Der politische Kontext von Deepfakes ist im Grunde genommen nur eine andere Dimension von Social-Engineering. Das Phänomenon wird im Unternehmensumfeld mit Industriespionage in Verbindung gebracht und dient unter anderem auch der Informationsbeschaffung für besonders folgenschwere Hacker-Angriffe.

Synthetische Interaktionen mit KIs

Ein LinkedIn-Account im Namen einer „Katie Jones“ stellte sie als eine Forscherin bei einer US-amerikanischen Denkfabrik, dem Center for Strategic and International Studies in Washington, dar. Der Account initiierte immer wieder neue Verbindungen unter anderem mit hohen Regierungsbeamten, bis jemand schließlich Verdacht schöpfte.
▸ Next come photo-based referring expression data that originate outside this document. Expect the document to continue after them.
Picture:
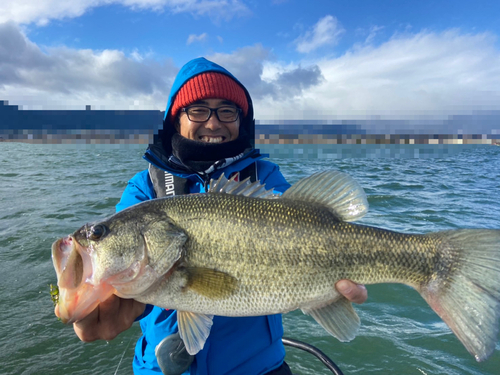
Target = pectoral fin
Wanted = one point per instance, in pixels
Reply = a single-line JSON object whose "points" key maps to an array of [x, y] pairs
{"points": [[338, 318], [194, 330], [210, 283]]}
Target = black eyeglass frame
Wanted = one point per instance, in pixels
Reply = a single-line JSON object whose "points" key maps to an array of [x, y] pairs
{"points": [[212, 110]]}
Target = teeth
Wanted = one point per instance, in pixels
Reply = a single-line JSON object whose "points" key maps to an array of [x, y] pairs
{"points": [[211, 139]]}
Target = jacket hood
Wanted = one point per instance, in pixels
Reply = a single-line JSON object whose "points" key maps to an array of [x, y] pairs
{"points": [[162, 143]]}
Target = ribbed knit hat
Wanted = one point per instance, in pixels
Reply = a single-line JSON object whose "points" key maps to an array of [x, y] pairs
{"points": [[209, 85]]}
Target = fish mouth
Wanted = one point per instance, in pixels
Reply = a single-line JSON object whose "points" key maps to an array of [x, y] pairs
{"points": [[211, 139], [78, 295]]}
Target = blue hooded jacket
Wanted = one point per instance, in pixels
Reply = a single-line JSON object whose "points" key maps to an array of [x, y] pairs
{"points": [[246, 345]]}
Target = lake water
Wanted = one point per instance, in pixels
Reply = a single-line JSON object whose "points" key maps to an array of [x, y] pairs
{"points": [[47, 191]]}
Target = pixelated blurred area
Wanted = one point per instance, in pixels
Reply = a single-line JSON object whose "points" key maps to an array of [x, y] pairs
{"points": [[78, 126], [90, 126]]}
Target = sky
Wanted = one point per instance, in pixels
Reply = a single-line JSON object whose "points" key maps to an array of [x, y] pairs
{"points": [[317, 59]]}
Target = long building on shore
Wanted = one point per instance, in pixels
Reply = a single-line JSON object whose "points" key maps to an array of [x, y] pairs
{"points": [[139, 126]]}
Zum „Cyber-Tatort“ der möglichen Spionageoperation wurden unter anderem Deepfake-Experten gerufen. Sie konnten in dem Profilfoto mehrere visuelle Anomalien ausmachen, die sich auf den Einsatz der sogenannten GANs (Generative Adversarial Networks, auf Deutsch „generative kontradiktorische Netzwerke“) zurückführen lassen. LinkedIn hat prompt das Benutzerkonto geschlossen. Und dann das nächste. Und ein paar tausend andere.
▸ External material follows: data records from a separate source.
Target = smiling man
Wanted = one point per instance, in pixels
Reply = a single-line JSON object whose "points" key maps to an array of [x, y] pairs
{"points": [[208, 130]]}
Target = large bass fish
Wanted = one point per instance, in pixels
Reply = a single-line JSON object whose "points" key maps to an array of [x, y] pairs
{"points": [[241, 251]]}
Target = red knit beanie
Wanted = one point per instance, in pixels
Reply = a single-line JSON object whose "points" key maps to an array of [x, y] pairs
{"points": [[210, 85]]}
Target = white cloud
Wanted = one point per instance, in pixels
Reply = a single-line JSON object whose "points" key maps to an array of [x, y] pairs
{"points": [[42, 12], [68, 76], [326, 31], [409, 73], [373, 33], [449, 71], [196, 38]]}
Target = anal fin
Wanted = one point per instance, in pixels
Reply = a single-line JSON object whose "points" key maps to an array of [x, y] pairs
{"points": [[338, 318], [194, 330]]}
Der deutsche Mittelstand ist schon länger im Visier von Cyber-Spionage, nur bisher waren synthetische Interaktionen mit künstlichen Intelligenzen am Telefon eher unüblich. Die deutsche Volkswirtschaft verliert im Jahr mindestens 100 Mrd. Euro durch Spionage, Sabotage und Datendiebstahl, warnt der Branchenverband Bitkom in seinem Studienbericht 2020 „Spionage, Sabotage und Datendiebstahl – Wirtschaftsschutz in der vernetzten Welt“.

Fitnesstraining für KIs

KI-Systeme des Tiefen Lernens benötigen Trainingsdaten, um eigene schöpferische Leistung hervorzubringen. Je bekannter eine Persönlichkeit, desto mehr Audio- und Video-Material gibt es frei zugänglich in der Public Domain und umso einfacher ist dann die Sprach- und Bildsynthese. Doch gerade Daten gibt es in Hülle und Fülle. Eine Milliarde vernetzter Überwachungskameras sollen bis Ende des Jahres 2020 weltweit in Betrieb sein.

„Aufgrund des rasanten Fortschritts in KI können wir [ganz sicher] davon ausgehen, dass [die Synthese] von Deepfakes in kürzester Zeit besser, billiger und einfacher wird,“ sorgt sich Jack Clark, Policy Director bei OpenAI, einer Forschungsorganisation mit Schwerpunkt auf KI. Regierungen sollten aus seiner Sicht in die Entwicklung von Fähigkeiten zur Erkennung dieser Technologien investieren.

Das Potenzial für Missbrauch ist enorm. Es ist nur eine Frage der Zeit bis MFA-Authentifizierungssysteme, die sich auf die Stimmerkennung verlassen, an synthetischer Sprache scheitern werden und Cybertätern Tür und Tor eröffnen. Es ist ein kleiner Schritt mit gravierenden Konsequenzen.

Fazit

Mit dem Aufkommen von DeepFake-KI kommen auf Unternehmen neue Cyber-Bedrohungen zu. Die Kunst des Social Engineering wechselt auf die Überholungsspur.

Über die Autoren: Anna Kobylinska und Filipe Pereira Martins arbeiten für McKinley Denali Inc. (USA).